Rich Lowry: The Ferguson charade
The White House response to Ferguson wouldn’t be complete without a meeting with Al Sharpton, the infamous agitator who has become President Barack Obama’s “go-to man on race,” in the words of a Politico headline from last August.
So Sharpton was inevitably one of the civil-rights leaders at a White House meeting Monday. The president no doubt passed up the opportunity to direct Sharpton to the Treasury Department up the street, which would surely love to have him visit and make good on all the taxes he has avoided paying through the years.
A New York Times report found that there are $4.5 million in state and federal tax liens against him and his businesses. If the rest of the country had Sharpton’s accountant, there would be no reason for anyone to call for tax cuts. Our complex and onerous tax code would be rendered irrelevant by simple nonpayment.

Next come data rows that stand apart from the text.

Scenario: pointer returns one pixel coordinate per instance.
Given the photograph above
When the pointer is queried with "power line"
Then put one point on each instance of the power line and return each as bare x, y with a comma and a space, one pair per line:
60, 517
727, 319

Despite a disdain for the Internal Revenue Service that would make the average anarcho-libertarian blush (among other embarrassments and scandals), Sharpton has leveraged himself into respectability with the Democratic establishment by making himself central to any national racial controversy. By rights, he should have given up any pretense to criminal forensics after his defamatory role in the Tawana Brawley hoax in the 1980s, but there he was at Ferguson, Mo., suggesting the worst despite what turned out to be strong evidence that Officer Darren Wilson acted lawfully.

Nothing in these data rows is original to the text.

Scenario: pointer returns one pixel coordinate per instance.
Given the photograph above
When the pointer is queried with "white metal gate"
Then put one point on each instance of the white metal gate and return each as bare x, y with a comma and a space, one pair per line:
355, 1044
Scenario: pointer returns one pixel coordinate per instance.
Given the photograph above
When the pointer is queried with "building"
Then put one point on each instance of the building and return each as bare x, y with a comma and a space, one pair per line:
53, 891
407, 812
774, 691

When the grand jury found there was insufficient evidence to indict Wilson, Sharpton pronounced that the Ferguson protesters had lost the battle, but not the war. What are they going to do to win, go out and find another cop to falsely accuse of a racial assassination and attempt to railroad into an indictment and conviction?

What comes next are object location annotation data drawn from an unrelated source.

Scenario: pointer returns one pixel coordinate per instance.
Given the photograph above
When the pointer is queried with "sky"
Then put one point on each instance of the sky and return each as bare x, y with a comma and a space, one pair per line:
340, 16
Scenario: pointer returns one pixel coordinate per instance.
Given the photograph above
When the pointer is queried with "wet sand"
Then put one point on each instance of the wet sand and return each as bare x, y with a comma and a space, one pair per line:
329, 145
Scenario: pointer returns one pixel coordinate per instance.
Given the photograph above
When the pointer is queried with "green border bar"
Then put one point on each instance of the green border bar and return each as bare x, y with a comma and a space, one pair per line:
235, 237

The Ferguson story has progressed from the tragedy of the initial incident to the outrage of the violence of the protests to a new phase of charade. The federal government must pretend to do something because it must … do something.
But what national initiative is going to stop police officers from defending themselves when they feel as if they are under mortal threat, as Officer Wilson says he did?
The Justice Department investigation of Wilson on civil-rights grounds will almost certainly lead nowhere. The standard for such a prosecution is high, and if the evidence didn’t merit a routine criminal prosecution, there is no way it can reasonably support a civil-rights charge.
President Obama is ordering the streamlining of the rules for providing surplus military equipment to police departments. Fine. But the militarization of the police had nothing to do with the original confrontation between Wilson and Michael Brown, and nothing to do with the ensuing violent protests in Ferguson, which rolled on regardless of the posture of the police.
The president wants funding for more body-worn cameras for local police, a worthy-enough experiment. But such a camera, assuming that what it captured was consistent with the most credible evidence, would have served to vindicate Wilson’s version of events rather than the protestors’ narrative of an extralegal killing.
The most needful reform in Ferguson and surrounding communities, per the excellent reporting of Radley Balko of The Washington Post, is the end of the obnoxious and parasitic practice of squeezing revenue out of residents with fines from traffic and other petty offenses. This creates an incentive for police to hassle motorists and is especially burdensome to poor residents. Since this issue is exceedingly local and dull, almost no one talks about it.
The facts have stopped mattering in Ferguson, if they ever did. It is probably destined to live on in the roll call of locales, like Selma and Birmingham, that are bywords for civil-rights abuses. Never mind that this distorts what happened in Ferguson and belittles the memory of past civil-rights battles. There are too many people too vested in the myth, with Al Sharpton leading the way.